落第騎士の英雄譚 episode 11「無冠の剣王 I」

脚本:猪爪慎一 絵コンテ:二瓶勇一 演出:福多潤 アクション作監:高瀬健一 作画監督:野澤吉樹、山本亮友、北原章雄、さのえり、松岡秀明

【概要】
生徒会室に呼ばれた一輝とステラは、刀華が懇意にしている児童養護施設を訪れた。そこで一輝は戦闘能力だけではない刀華の一端に触れる。学園に戻った一輝たちの前に、国際魔導騎士連盟日本支部倫理委員会の長を務める赤座守が現れた。赤座は一輝の父親である黒鉄厳の部下でもあった。一輝は理事長の神宮寺から赤座が不穏な動きをしていることを聞かされていた。
【感想】
生徒会室〜児童養護施設における前半と一輝が倫理委員会の査問にかけられてからの後半の落差がすさまじい。刀華のカリスマ性にひかれてやまない一輝に恋の波乱を予感したのもつかの間、収監されての一輝そしてステラをめぐる描写の重さがすべてを押し流してしまう。
そんな中で、自分を責め始めたステラに喝を入れた珠雫には、前回の刀華との勝負が下敷きになっていて震えがくるほど。かつて不安から本領を発揮できなかった一輝に喝を入れたステラに思いが戻ってくる循環がいい。直接対決まで勝利を誓い合った二人を応援しようとする珠雫の心中がストレートに伝わってきて切なくなった。彼女の内面に寄り添う凪が見せる最低限なサポートの心強さよ。

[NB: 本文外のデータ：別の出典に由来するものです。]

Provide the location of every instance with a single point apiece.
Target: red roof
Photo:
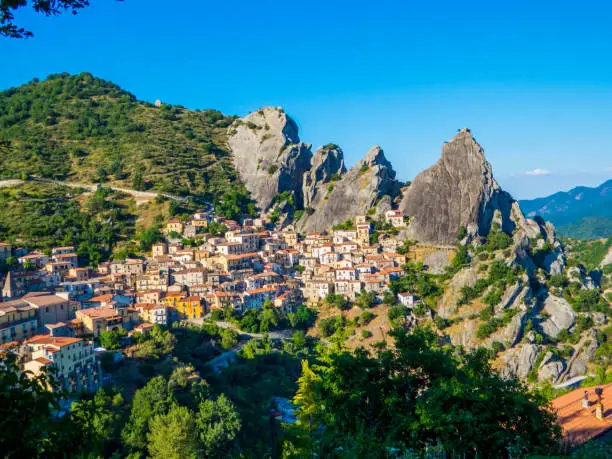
(580, 424)
(57, 341)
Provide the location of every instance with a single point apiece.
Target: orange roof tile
(579, 424)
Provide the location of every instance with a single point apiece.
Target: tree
(47, 7)
(138, 182)
(95, 420)
(26, 406)
(149, 237)
(153, 399)
(298, 340)
(366, 299)
(173, 435)
(218, 424)
(302, 318)
(111, 339)
(418, 393)
(269, 317)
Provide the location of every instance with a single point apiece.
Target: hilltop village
(53, 307)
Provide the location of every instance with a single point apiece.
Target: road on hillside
(148, 195)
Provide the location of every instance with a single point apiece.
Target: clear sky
(532, 80)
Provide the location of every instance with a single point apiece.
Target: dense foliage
(418, 394)
(42, 216)
(84, 129)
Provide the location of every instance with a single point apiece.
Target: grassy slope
(84, 129)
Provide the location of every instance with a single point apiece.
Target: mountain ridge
(581, 212)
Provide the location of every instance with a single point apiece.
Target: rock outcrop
(356, 192)
(326, 167)
(519, 361)
(269, 155)
(551, 368)
(459, 190)
(560, 314)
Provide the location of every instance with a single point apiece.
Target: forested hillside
(581, 213)
(87, 130)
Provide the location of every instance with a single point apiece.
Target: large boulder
(519, 361)
(561, 315)
(357, 191)
(459, 190)
(269, 155)
(327, 166)
(579, 274)
(551, 368)
(511, 333)
(447, 306)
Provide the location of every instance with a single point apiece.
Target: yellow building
(190, 307)
(175, 225)
(17, 321)
(72, 358)
(97, 320)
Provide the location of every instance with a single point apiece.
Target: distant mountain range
(582, 212)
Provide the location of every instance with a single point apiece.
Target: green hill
(582, 212)
(83, 129)
(587, 228)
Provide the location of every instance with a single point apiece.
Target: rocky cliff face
(459, 190)
(269, 155)
(326, 167)
(356, 191)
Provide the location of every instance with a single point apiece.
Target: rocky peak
(269, 155)
(356, 191)
(327, 165)
(459, 190)
(376, 156)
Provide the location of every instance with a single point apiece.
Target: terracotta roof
(102, 298)
(46, 300)
(96, 313)
(579, 424)
(57, 341)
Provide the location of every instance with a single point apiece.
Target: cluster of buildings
(55, 306)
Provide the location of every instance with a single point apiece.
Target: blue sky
(532, 82)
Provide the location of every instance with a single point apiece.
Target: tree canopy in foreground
(414, 395)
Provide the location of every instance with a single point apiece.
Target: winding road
(142, 195)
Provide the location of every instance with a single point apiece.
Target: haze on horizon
(532, 82)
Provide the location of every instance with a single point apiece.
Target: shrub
(366, 334)
(420, 310)
(366, 317)
(441, 323)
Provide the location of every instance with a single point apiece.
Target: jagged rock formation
(519, 361)
(578, 274)
(326, 167)
(551, 368)
(561, 316)
(459, 190)
(269, 155)
(607, 259)
(357, 191)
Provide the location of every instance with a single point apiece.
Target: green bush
(366, 334)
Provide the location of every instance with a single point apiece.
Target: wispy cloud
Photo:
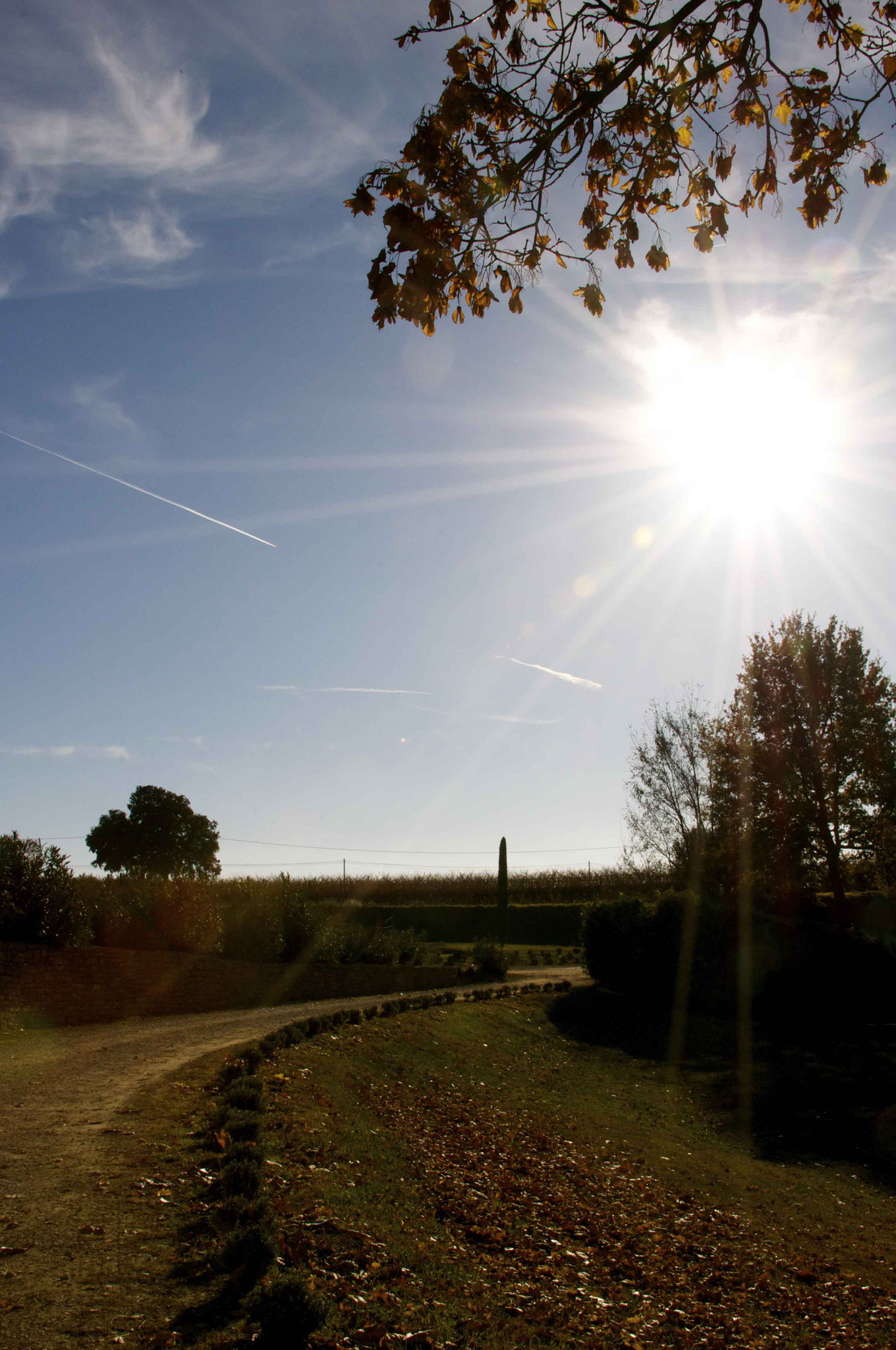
(108, 752)
(134, 486)
(342, 689)
(145, 238)
(105, 135)
(96, 403)
(547, 670)
(489, 717)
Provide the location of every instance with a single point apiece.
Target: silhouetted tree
(162, 836)
(648, 103)
(504, 898)
(38, 902)
(668, 813)
(806, 756)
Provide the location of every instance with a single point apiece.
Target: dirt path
(82, 1253)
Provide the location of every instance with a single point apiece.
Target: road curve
(64, 1094)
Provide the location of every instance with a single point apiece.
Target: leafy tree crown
(648, 102)
(162, 836)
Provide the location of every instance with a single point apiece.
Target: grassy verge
(467, 1176)
(518, 954)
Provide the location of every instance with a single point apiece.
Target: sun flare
(746, 423)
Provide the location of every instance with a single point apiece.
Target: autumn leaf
(621, 91)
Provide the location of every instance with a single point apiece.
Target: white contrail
(546, 670)
(145, 490)
(346, 689)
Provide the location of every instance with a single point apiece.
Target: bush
(490, 960)
(240, 1177)
(246, 1095)
(287, 1312)
(250, 1250)
(152, 914)
(243, 1127)
(38, 901)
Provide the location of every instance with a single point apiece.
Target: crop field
(468, 1176)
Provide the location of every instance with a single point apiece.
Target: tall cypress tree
(502, 891)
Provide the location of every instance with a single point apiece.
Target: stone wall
(43, 986)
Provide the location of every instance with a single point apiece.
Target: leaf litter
(542, 1241)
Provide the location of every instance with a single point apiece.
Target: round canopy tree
(159, 835)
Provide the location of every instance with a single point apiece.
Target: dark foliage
(38, 899)
(159, 835)
(285, 1311)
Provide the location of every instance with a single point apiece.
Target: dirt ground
(87, 1223)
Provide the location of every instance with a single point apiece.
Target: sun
(745, 422)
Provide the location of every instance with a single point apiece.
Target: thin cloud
(490, 717)
(94, 399)
(145, 490)
(150, 237)
(107, 752)
(546, 670)
(343, 689)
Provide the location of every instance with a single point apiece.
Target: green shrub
(285, 1311)
(248, 1250)
(243, 1127)
(490, 960)
(244, 1095)
(242, 1212)
(240, 1177)
(38, 901)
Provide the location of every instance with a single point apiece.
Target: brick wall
(72, 986)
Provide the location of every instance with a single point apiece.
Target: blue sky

また、一輝が収監されてからモノクロに暗転した画面の演出もストレート。ところどころにワンポイントで置かれる色が、「青」「黄」「赤」と変わっていく演出は信号機よろしく追い詰められた一輝の内面を示唆しているようで、だからこそ「赤」に偽装したステラの髪に奮い立った一輝が「青」を取り戻すくだりにグッと来たし、彼を再び突き落すことになる厳の「赤」い眼光の衝撃もいっそう大きくなる。ステラ側の動揺を表現するようなノイズも分かりやすい。